Google FarmHash Bindings for Python
Pyfarmhash provides fast Python bindings for Google's FarmHash, a non-cryptographic hashing algorithm optimized for large datasets. It is currently at version 0.4.0 and sees active maintenance, with the latest release on August 27, 2024.
Warnings
- gotcha Many `pyfarmhash` functions, especially `fingerprint` variants, strictly require byte strings (`bytes`) as input. Passing a regular Python string (`str`) will result in a `TypeError`. Remember to encode strings (e.g., `my_string.encode('utf-8')`) before passing them to these functions.
- gotcha When installing `pyfarmhash` from source (not using pre-built wheels), a C++ compiler is required (`g++` on Linux/macOS, Microsoft Visual C++ Compiler on Windows). Setting up the build environment on Windows can be particularly complex.
- gotcha FarmHash is a non-cryptographic hash function. This means it is optimized for speed and distribution, but it is not designed to be collision-resistant and should NOT be used for security-sensitive applications like password hashing or data integrity verification where cryptographic strength is needed.
- gotcha Discrepancies can occur when comparing `pyfarmhash` output with Google BigQuery's `FARM_FINGERPRINT` function, particularly regarding the handling of unsigned 64-bit integers vs. signed integers in Python. BigQuery might return a signed representation where `pyfarmhash` returns an unsigned one.
Install
-
pip install pyfarmhash
Imports
- farmhash
import farmhash
- hash64
import farmhash farmhash.hash64('input') - fingerprint64
import farmhash farmhash.fingerprint64(b'input')
Quickstart
import farmhash
# Hashing a standard string (utf-8 encoded by default for hash functions)
text_input = 'Hello, FarmHash!'
hash_value_64 = farmhash.hash64(text_input)
hash_value_32 = farmhash.hash32(text_input)
print(f"Hash64 for '{text_input}': {hash_value_64}")
print(f"Hash32 for '{text_input}': {hash_value_32}")
# Hashing a byte string (required for fingerprint functions)
bytes_input = b'Another test string'
fingerprint_64 = farmhash.fingerprint64(bytes_input)
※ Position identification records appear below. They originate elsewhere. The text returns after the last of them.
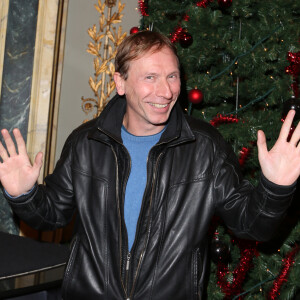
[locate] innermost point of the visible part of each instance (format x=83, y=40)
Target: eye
x=173, y=76
x=150, y=77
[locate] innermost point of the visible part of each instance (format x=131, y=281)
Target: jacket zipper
x=120, y=227
x=148, y=226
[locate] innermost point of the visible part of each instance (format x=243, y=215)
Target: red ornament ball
x=185, y=40
x=224, y=3
x=134, y=30
x=195, y=96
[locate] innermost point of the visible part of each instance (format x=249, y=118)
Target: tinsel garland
x=203, y=3
x=247, y=252
x=288, y=262
x=294, y=70
x=220, y=119
x=143, y=7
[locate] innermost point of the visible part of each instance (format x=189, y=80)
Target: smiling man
x=145, y=180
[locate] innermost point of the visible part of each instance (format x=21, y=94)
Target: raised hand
x=17, y=174
x=281, y=164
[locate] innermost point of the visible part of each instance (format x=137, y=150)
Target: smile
x=158, y=105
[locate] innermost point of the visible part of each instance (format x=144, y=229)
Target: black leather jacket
x=192, y=175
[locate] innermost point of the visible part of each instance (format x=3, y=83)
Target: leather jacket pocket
x=68, y=271
x=197, y=267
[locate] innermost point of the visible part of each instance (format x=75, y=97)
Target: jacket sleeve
x=49, y=206
x=250, y=212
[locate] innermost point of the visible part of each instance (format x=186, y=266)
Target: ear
x=120, y=83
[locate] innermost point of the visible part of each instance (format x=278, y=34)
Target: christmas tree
x=240, y=66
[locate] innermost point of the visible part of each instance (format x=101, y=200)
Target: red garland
x=288, y=262
x=176, y=34
x=143, y=5
x=203, y=3
x=294, y=70
x=220, y=119
x=244, y=154
x=247, y=252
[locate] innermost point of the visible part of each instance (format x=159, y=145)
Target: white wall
x=78, y=64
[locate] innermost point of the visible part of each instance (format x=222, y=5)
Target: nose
x=163, y=89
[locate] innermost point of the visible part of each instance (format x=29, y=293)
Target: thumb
x=261, y=144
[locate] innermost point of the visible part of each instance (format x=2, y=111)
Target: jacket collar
x=111, y=119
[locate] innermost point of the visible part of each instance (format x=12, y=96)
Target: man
x=145, y=181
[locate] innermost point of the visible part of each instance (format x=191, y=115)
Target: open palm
x=281, y=165
x=17, y=174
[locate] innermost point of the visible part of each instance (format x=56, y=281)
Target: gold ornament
x=104, y=48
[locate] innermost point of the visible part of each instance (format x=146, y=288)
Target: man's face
x=151, y=90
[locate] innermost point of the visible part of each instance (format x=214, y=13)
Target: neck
x=142, y=131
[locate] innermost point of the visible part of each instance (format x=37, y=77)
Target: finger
x=261, y=144
x=3, y=152
x=286, y=127
x=20, y=141
x=296, y=135
x=38, y=161
x=11, y=148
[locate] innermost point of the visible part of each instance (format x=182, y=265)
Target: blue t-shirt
x=138, y=148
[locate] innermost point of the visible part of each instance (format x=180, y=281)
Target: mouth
x=157, y=105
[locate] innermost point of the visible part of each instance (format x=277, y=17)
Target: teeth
x=158, y=105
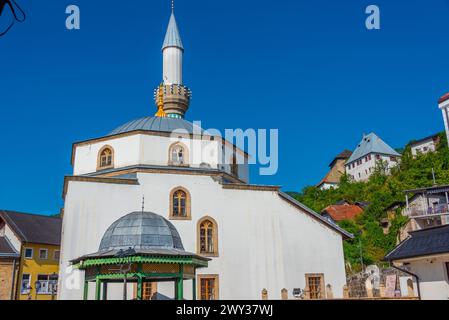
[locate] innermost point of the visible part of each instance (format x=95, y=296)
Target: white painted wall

fingerprint_32 = farmhash.fingerprint32(bytes_input)
print(f"Fingerprint64 for '{bytes_input.decode()}': {fingerprint_64}")
print(f"Fingerprint32 for '{bytes_input.decode()}': {fingerprint_32}")
# Hashing with a seed
seeded_hash = farmhash.hash64withseed(text_input, 12345)
print(f"Seeded Hash64 for '{text_input}' with seed 12345: {seeded_hash}")